Top Tips for bringing “Off the Canvas” back to school

 

By Artis Mentor Leader, Stuart Barter (Chime)

 

Mont St Michel Painting

The Off The Canvas project brings James Webb’s Victorian-era painting of Mont St Michel (c.1868) to life in the Guildhall Art Gallery, but there’s no reason for the explorations to end there! Here are 10 top tips on how you can continue your work back at school, across the curriculum.

 

History – The Grand Tour: James Webb was able to travel around Europe creating his masterpieces thanks in no small part to innovations in transport in the Victorian era – especially train travel. Why not study Victorian travel?
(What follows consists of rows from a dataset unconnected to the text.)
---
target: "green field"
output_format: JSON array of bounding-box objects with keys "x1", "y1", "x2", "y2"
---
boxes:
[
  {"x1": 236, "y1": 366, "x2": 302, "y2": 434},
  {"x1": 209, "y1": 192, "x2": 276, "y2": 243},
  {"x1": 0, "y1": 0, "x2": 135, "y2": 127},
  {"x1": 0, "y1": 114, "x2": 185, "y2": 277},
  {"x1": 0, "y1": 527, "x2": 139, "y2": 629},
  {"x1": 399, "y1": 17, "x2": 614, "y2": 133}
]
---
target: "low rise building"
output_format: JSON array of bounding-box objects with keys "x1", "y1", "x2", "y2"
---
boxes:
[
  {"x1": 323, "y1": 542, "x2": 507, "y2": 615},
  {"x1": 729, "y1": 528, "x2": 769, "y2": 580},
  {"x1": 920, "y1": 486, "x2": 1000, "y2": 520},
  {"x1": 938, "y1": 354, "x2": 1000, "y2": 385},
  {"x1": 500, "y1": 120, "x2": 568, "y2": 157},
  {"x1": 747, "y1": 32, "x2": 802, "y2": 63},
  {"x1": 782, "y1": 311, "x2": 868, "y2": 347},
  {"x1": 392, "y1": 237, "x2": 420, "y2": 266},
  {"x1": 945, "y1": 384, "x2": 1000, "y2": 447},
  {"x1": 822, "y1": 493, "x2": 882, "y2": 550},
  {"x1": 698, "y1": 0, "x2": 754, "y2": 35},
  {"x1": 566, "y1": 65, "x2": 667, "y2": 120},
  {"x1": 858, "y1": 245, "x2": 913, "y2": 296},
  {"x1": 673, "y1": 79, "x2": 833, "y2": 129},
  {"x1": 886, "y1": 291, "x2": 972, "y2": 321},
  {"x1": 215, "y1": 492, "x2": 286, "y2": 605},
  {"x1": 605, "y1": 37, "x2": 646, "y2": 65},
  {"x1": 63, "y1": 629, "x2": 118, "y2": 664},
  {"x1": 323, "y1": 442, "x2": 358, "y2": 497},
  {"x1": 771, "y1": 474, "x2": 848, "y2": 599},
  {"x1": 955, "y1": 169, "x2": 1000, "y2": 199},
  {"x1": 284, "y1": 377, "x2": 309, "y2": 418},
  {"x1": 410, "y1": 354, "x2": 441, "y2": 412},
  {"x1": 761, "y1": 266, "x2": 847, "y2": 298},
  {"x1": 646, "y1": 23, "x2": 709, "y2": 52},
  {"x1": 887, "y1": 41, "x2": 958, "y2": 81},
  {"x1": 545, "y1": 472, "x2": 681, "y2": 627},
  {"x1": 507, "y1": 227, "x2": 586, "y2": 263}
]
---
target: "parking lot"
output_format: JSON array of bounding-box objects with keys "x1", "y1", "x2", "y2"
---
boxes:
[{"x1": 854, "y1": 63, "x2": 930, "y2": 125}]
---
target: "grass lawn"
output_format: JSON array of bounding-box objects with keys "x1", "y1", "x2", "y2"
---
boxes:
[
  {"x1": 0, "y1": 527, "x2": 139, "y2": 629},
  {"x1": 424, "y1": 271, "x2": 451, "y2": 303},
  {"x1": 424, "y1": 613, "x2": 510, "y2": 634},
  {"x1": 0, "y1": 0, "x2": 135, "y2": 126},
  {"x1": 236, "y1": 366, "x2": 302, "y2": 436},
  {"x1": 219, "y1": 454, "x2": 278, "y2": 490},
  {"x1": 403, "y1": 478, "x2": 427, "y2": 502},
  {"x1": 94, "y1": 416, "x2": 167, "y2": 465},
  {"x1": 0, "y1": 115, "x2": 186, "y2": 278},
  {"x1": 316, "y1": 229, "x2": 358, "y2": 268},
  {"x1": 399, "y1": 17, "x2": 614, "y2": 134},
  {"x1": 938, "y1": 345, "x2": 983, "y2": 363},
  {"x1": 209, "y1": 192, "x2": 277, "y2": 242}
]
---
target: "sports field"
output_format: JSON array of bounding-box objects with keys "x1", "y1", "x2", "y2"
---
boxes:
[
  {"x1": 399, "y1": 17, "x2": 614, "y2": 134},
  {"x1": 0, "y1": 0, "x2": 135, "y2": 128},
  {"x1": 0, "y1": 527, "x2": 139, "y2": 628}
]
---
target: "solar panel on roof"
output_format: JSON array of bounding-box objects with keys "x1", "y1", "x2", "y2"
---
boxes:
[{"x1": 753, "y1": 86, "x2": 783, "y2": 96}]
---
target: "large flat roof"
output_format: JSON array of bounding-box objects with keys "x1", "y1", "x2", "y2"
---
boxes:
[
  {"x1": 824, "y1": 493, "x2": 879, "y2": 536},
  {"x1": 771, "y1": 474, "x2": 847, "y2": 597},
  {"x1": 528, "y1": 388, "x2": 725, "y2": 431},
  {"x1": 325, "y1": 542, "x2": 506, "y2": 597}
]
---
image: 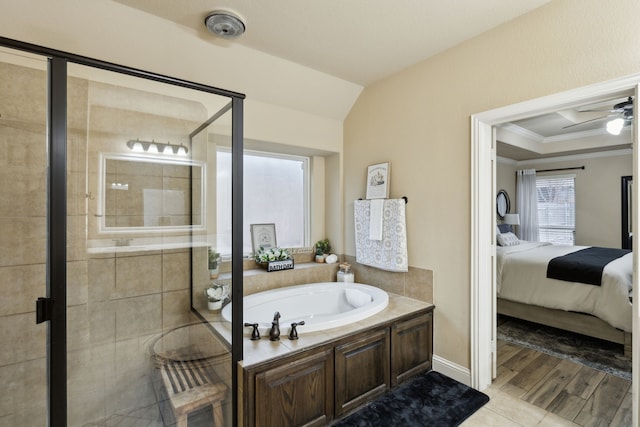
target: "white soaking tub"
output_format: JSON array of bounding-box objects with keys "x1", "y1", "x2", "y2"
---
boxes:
[{"x1": 222, "y1": 282, "x2": 389, "y2": 337}]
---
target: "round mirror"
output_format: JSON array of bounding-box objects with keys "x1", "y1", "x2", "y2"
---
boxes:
[{"x1": 496, "y1": 190, "x2": 511, "y2": 219}]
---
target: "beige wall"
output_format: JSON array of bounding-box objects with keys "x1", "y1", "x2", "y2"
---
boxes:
[
  {"x1": 0, "y1": 0, "x2": 362, "y2": 157},
  {"x1": 497, "y1": 152, "x2": 633, "y2": 248},
  {"x1": 344, "y1": 0, "x2": 640, "y2": 368}
]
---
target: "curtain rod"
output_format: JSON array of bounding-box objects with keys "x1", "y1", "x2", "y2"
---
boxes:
[{"x1": 536, "y1": 166, "x2": 584, "y2": 172}]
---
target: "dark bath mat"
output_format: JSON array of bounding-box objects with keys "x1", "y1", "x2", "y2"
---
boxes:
[
  {"x1": 498, "y1": 315, "x2": 631, "y2": 381},
  {"x1": 333, "y1": 371, "x2": 489, "y2": 427}
]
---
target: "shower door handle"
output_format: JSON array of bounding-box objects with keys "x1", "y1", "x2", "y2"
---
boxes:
[{"x1": 36, "y1": 297, "x2": 53, "y2": 324}]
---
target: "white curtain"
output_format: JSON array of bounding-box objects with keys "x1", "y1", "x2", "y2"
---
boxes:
[{"x1": 516, "y1": 169, "x2": 539, "y2": 242}]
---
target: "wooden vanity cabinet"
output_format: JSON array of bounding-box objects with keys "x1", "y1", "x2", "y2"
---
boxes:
[
  {"x1": 335, "y1": 328, "x2": 390, "y2": 418},
  {"x1": 391, "y1": 312, "x2": 433, "y2": 387},
  {"x1": 245, "y1": 307, "x2": 433, "y2": 427},
  {"x1": 255, "y1": 349, "x2": 334, "y2": 427}
]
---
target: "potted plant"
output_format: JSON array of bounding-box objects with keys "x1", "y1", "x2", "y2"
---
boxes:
[
  {"x1": 316, "y1": 239, "x2": 331, "y2": 262},
  {"x1": 207, "y1": 247, "x2": 220, "y2": 279},
  {"x1": 204, "y1": 282, "x2": 227, "y2": 310}
]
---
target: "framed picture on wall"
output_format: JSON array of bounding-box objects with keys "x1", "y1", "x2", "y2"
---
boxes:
[
  {"x1": 250, "y1": 224, "x2": 278, "y2": 254},
  {"x1": 367, "y1": 162, "x2": 391, "y2": 199}
]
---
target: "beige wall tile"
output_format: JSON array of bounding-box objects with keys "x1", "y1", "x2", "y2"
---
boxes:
[
  {"x1": 87, "y1": 257, "x2": 116, "y2": 302},
  {"x1": 0, "y1": 216, "x2": 47, "y2": 266},
  {"x1": 88, "y1": 301, "x2": 117, "y2": 345},
  {"x1": 162, "y1": 289, "x2": 190, "y2": 330},
  {"x1": 0, "y1": 312, "x2": 47, "y2": 366},
  {"x1": 67, "y1": 304, "x2": 90, "y2": 351},
  {"x1": 67, "y1": 261, "x2": 89, "y2": 305},
  {"x1": 162, "y1": 251, "x2": 191, "y2": 292},
  {"x1": 114, "y1": 294, "x2": 162, "y2": 341},
  {"x1": 112, "y1": 254, "x2": 162, "y2": 298},
  {"x1": 0, "y1": 357, "x2": 48, "y2": 426}
]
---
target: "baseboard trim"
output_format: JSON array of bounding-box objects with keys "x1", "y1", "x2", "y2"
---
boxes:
[{"x1": 433, "y1": 354, "x2": 471, "y2": 386}]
What was invented in that era to help people like James Webb travel afar?

 

Literacy – James Webb’s Diary: Having looked in detail at Mont St Michel, and imagined James Webb’s journey there, pupils could write about the day he began creating this piece in the form of a diary entry.

 

Music – The sounds of Mont St Michel: Close your eyes and imagine the sound of the sea, lapping against the rocks of Mont St Michel, the gulls squawking, the fishermen calling out. Can you create or translate the dynamics and timbres of the painting using percussion, or even voice? Try building a class composition in response to the painting.

 

Drama / literacy – The Fishermen’s play script: In our ‘Off The Canvas’ session, we improvised a short scene of the fishermen we see in James Webb’s painting. Can you extend this scene, and write it up as a play script, before performing it for the class?

 

Art – Paint your own masterpiece: Create your own version of Mont St Michel, or of an impressive scene near your school. Are there any beautiful or striking images near you that could be immortalised as a painting? James Webb uses oil paint to create this artwork but explore the other materials and techniques children might like to explore.

 

Geography – Tidal islands: Mont St Michel is fascinating from a geography perspective! It is a tidal island in Normandy, France, which is cut off from the mainland during high-tide. Why not study the rock formations around the island, and how they have changed over the years?

 

Design – Create your own fishing boat: Take a washing-up bowl of water and a limited supply of materials (egg cartons, foil, straws, craft sticks). Can you create your own floating fishing boat? How much weight can your boat take before it sinks?

 

Literacy – The story of the painting: Images provide great inspiration for storytelling and Mont St Michel is just one of many works of art on display at the Guildhall Art Gallery. Choose another painting and use it as the start of a story. Use the five W’s as a starting point:  What can you see? Where is the scene? Who is there? What is happening, and why?

 

Science – Coastal creatures: What animals live on the Normandy coastline? We can see many seagulls in the picture, one plunging into the sea for food. Where are they in the food-chain of that area?

 

Maths – Drawing with grid co-ordinates: Mapping a grid over an image can help you recreate it accurately. Try this approach with Mont St Michel. Place a grid over the image, or part of the image, and mark the x-y co-ordinates of key lines and sections. Now try creating your own sketch version of the image, using the grid to guide your hand.

 

Bonus Top Tip

Spot the difference: Take a look at James Webb’s other version of Mont St Michel in the Tate’s collection (https://www.tate.org.uk/art/artworks/webb-mont-st-michel-normandy-n01684) What differences can you see between the two artworks? How does this inform your understanding of the Guildhall Art Gallery’s version?

 

We hope you enjoy these additional ideas to try back in the classroom.